The good news is that the process gets easier each year, she adds.
Both her and Rattray believe that any fleet, regardless of its size, can enjoy the outcomes of such programs. It is highly suggested that a clearly identified individual within a participating company is held accountable for program monitoring.
“For anyone looking at adding fuel saving equipment, it’s a great process to help with some cost savings, and also set up some data collection,” Rattray says. The importance of fleet information management is echoed by Dickinson. “Knowing your data, knowing what your expectations are and what you are spending and what you could be saving really helps to set the bar for where you want to be with your fuel efficiency programs,” she says.
Political goodwill and infrastructure upgrades can also play a role in reducing the number of trucks and related emissions required for interprovincial transportation.
The upcoming transformation of old road 185 into a four-lane divided highway allowing the use of Long Combination Vehicles (LCVs, two 53 foot trailers hooked to a single tractor) from New Brunswick to Quebec and the rest of Canada is good news for Day & Ross and other fleets using LCVs.
“If we’re hauling LCV trailers, we’re going to use more fuel, but we’re hauling more freight. So our overall fuel use will go up, but our emissions intensity will be less because we’re moving more goods per kilometer as opposed to pulling just one trailer,” Rattray says.
“We won’t have to break apart our LCVs when we get to Quebec. This is something that we have been really pushing for, for a long time,” Dickinson adds, referring to the new “highway twins”.

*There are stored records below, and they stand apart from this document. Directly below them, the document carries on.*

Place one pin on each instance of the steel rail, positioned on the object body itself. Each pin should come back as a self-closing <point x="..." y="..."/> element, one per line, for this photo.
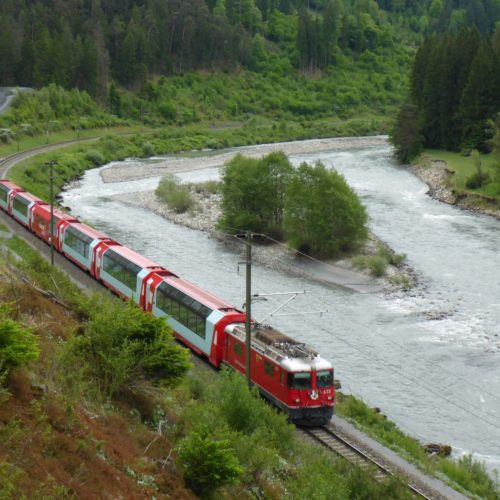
<point x="340" y="445"/>
<point x="11" y="160"/>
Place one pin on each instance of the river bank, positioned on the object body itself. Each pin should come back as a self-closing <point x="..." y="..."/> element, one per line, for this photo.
<point x="207" y="212"/>
<point x="436" y="174"/>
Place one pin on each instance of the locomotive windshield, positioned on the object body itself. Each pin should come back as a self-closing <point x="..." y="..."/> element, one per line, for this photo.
<point x="324" y="379"/>
<point x="299" y="380"/>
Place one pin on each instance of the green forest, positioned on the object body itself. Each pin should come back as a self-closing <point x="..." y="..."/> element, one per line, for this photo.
<point x="169" y="61"/>
<point x="454" y="95"/>
<point x="94" y="395"/>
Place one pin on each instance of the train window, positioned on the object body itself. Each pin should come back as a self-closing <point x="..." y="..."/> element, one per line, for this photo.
<point x="21" y="205"/>
<point x="269" y="368"/>
<point x="77" y="241"/>
<point x="237" y="348"/>
<point x="121" y="269"/>
<point x="299" y="380"/>
<point x="324" y="379"/>
<point x="183" y="308"/>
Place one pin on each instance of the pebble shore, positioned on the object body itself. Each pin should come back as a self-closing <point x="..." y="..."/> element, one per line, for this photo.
<point x="206" y="211"/>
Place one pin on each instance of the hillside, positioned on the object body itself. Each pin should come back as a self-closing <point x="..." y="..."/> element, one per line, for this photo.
<point x="217" y="62"/>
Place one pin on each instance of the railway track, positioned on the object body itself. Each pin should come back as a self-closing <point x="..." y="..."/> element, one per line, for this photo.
<point x="11" y="160"/>
<point x="341" y="445"/>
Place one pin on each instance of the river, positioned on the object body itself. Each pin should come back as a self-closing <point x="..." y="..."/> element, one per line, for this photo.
<point x="430" y="358"/>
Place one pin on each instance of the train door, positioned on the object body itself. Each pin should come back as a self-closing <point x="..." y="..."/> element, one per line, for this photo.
<point x="150" y="288"/>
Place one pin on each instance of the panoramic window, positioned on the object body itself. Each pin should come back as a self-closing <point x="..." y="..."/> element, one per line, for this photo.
<point x="183" y="308"/>
<point x="21" y="205"/>
<point x="238" y="349"/>
<point x="299" y="380"/>
<point x="77" y="241"/>
<point x="269" y="368"/>
<point x="324" y="379"/>
<point x="121" y="269"/>
<point x="4" y="193"/>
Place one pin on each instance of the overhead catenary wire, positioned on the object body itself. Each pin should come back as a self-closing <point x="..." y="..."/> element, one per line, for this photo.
<point x="333" y="313"/>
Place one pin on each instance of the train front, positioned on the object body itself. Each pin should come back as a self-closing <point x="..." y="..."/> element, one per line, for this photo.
<point x="310" y="390"/>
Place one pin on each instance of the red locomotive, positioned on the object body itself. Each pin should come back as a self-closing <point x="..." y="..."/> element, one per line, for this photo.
<point x="288" y="373"/>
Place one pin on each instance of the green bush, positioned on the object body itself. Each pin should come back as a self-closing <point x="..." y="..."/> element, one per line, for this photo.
<point x="18" y="345"/>
<point x="477" y="180"/>
<point x="211" y="187"/>
<point x="148" y="149"/>
<point x="470" y="475"/>
<point x="253" y="193"/>
<point x="177" y="196"/>
<point x="208" y="464"/>
<point x="323" y="215"/>
<point x="122" y="344"/>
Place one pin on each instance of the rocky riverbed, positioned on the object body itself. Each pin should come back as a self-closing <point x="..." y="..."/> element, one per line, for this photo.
<point x="206" y="212"/>
<point x="436" y="174"/>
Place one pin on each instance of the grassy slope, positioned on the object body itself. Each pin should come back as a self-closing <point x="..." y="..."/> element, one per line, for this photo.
<point x="463" y="167"/>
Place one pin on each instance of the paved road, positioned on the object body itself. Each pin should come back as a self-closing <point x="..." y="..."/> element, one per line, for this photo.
<point x="84" y="280"/>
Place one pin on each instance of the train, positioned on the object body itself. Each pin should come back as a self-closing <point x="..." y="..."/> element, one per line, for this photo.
<point x="289" y="374"/>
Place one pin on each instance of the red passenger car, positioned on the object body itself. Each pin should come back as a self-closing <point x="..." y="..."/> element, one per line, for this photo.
<point x="288" y="373"/>
<point x="40" y="223"/>
<point x="7" y="190"/>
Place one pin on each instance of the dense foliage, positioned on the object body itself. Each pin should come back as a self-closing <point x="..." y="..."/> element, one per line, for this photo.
<point x="121" y="345"/>
<point x="312" y="207"/>
<point x="18" y="344"/>
<point x="253" y="193"/>
<point x="323" y="215"/>
<point x="454" y="93"/>
<point x="88" y="44"/>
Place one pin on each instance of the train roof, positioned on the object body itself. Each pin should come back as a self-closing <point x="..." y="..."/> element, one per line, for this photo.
<point x="11" y="185"/>
<point x="58" y="213"/>
<point x="30" y="197"/>
<point x="291" y="354"/>
<point x="199" y="294"/>
<point x="88" y="231"/>
<point x="134" y="257"/>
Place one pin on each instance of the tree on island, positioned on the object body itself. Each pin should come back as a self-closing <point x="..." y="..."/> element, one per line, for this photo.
<point x="311" y="207"/>
<point x="323" y="215"/>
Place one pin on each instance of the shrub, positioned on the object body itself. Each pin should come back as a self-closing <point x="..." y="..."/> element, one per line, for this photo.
<point x="176" y="195"/>
<point x="121" y="344"/>
<point x="95" y="157"/>
<point x="18" y="345"/>
<point x="148" y="149"/>
<point x="477" y="180"/>
<point x="253" y="193"/>
<point x="322" y="212"/>
<point x="207" y="463"/>
<point x="211" y="187"/>
<point x="470" y="475"/>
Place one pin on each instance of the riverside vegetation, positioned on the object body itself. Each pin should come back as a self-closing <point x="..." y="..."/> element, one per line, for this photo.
<point x="93" y="388"/>
<point x="102" y="402"/>
<point x="184" y="76"/>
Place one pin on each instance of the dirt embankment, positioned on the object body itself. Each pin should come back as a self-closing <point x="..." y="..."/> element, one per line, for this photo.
<point x="207" y="212"/>
<point x="437" y="175"/>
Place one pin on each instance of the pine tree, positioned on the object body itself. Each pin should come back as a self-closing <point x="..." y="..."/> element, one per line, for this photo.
<point x="480" y="99"/>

Alternatives to diesel fuel in the form of electric trucks are also in Day & Ross’ sight, according to Rattray who says that pilot projects are coming. Whether the electricity will be coming from batteries or hydrogen fuel cells has not been decided yet.
What has already been decided and put in place is the fleet’s new green facility under construction in Moncton, New Brunswick, with charging stations for employees’ personal electric vehicles, as well as stations for electric yard shunters and/or warehouse forklifts.

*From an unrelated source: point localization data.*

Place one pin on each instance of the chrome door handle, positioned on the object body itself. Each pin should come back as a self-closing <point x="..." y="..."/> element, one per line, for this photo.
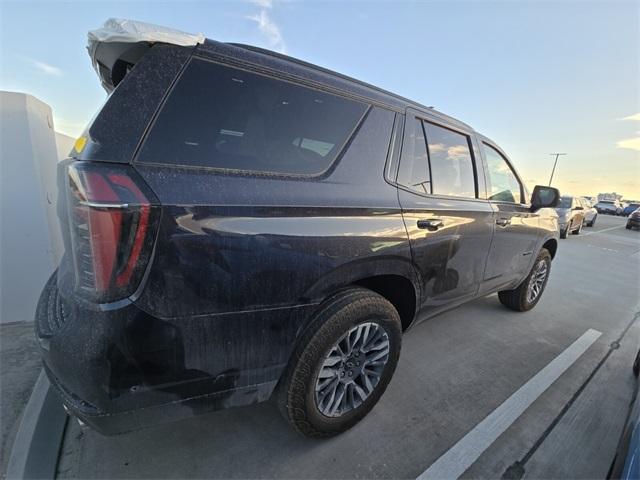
<point x="431" y="224"/>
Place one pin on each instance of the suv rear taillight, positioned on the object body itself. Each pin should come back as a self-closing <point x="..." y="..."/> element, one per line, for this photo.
<point x="112" y="221"/>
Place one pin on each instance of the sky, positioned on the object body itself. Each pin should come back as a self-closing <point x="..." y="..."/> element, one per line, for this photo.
<point x="535" y="76"/>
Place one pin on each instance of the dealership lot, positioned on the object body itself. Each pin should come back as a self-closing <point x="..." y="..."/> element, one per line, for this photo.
<point x="455" y="370"/>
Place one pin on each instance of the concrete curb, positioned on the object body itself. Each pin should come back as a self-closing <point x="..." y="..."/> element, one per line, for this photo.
<point x="39" y="438"/>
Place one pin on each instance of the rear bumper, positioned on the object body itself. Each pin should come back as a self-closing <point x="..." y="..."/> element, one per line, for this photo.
<point x="120" y="370"/>
<point x="109" y="423"/>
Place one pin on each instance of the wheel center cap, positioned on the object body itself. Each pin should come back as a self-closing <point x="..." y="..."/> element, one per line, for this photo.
<point x="353" y="366"/>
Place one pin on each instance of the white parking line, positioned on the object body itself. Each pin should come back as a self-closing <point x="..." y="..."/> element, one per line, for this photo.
<point x="603" y="230"/>
<point x="462" y="455"/>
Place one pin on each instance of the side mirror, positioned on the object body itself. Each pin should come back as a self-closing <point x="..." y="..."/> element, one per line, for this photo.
<point x="544" y="197"/>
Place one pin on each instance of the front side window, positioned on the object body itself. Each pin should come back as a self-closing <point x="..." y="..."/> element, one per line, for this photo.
<point x="504" y="186"/>
<point x="222" y="117"/>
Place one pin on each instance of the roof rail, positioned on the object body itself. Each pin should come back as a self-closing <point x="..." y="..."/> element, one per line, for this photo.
<point x="303" y="63"/>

The building will also boast one of the largest solar installations in Atlantic Canada, enhanced R-factor insulation, energy efficient lighting, and air source heat pumps.
“We would like to see a specific reduction in our emissions this year and we are on track within a number of our business lines to significantly exceed that,” Dickinson states.
Rattray reminds that emissions are directly paired with the emission intensity of the fuel they use. “So if emissions go down, fuel use goes down, too,” he says.
That’s certainly lean, clean business sense.